Joel Beinin's survey of subaltern history in the Middle East demonstrates lucidly and compellingly how the lives, experiences and culture of working people can inform our historical understanding. Beginning in the middle of the eighteenth century, the book charts the history of peasants, urban artisans and modern working-classes across the lands of the Ottoman empire and its Muslim-majority successor-states, including the Balkans, Turkey, the Arab Middle East and North Africa. Inspired by the approach of the Indian Subaltern Studies school, the book is the first to offer a synthesized critical assessment of the scholarly work on the social history of this region for the last twenty years. It offers insights into the political, economic and social life of ordinary men and women and their apprehension of their own experiences. Students will find it rich in narrative detail, and accessible and authoritative in presentation.

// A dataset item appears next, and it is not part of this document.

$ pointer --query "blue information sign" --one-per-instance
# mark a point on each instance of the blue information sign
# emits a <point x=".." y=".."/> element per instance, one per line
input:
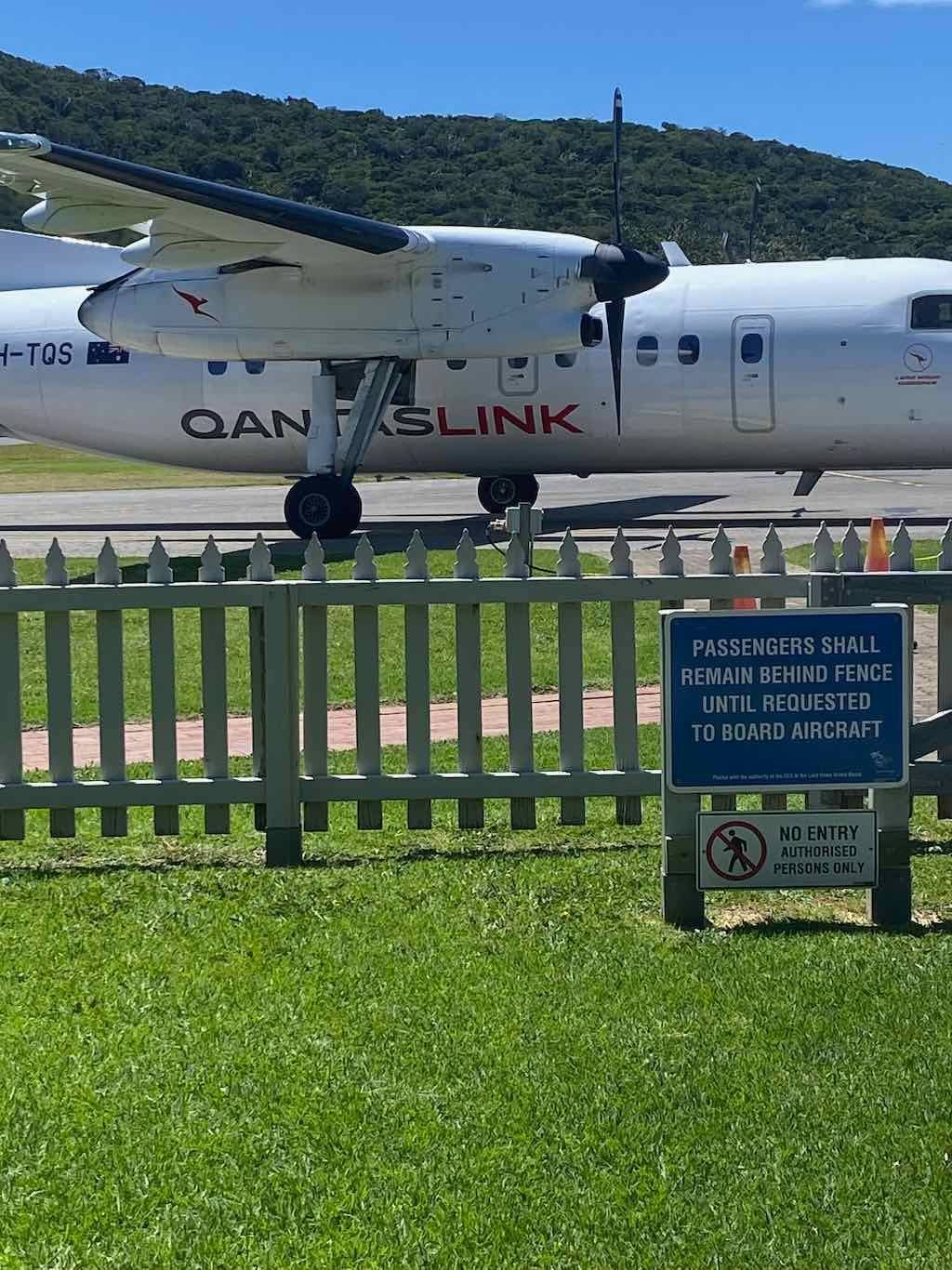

Joel Beinin is Professor of Middle East History at Stanford University, California. His publications include The Dispersion of Egyptian Jewry: Culture, Politics, and the Formation of a Modern Diaspora (1998) and Was the Red Flag Flying There? Marxist Politics and the Arab-Israeli Conflict in Egypt and Israel, 1948-65 (1990).
Introduction; 1. The world capitalist market, provincial regimes and local producers, 1750-1839; 2. Ottoman reform and European Imperialism, 1839-1907; 3. The rise of mass politics, 1908-39; 4. Fikri al-Khuli's journey to al-Mahalla al-Kubra; 5. Populist nationalism, state-led development and authoritarian regimes, 1939-73; 6. Post-populist reformation of the working-class and peasantry.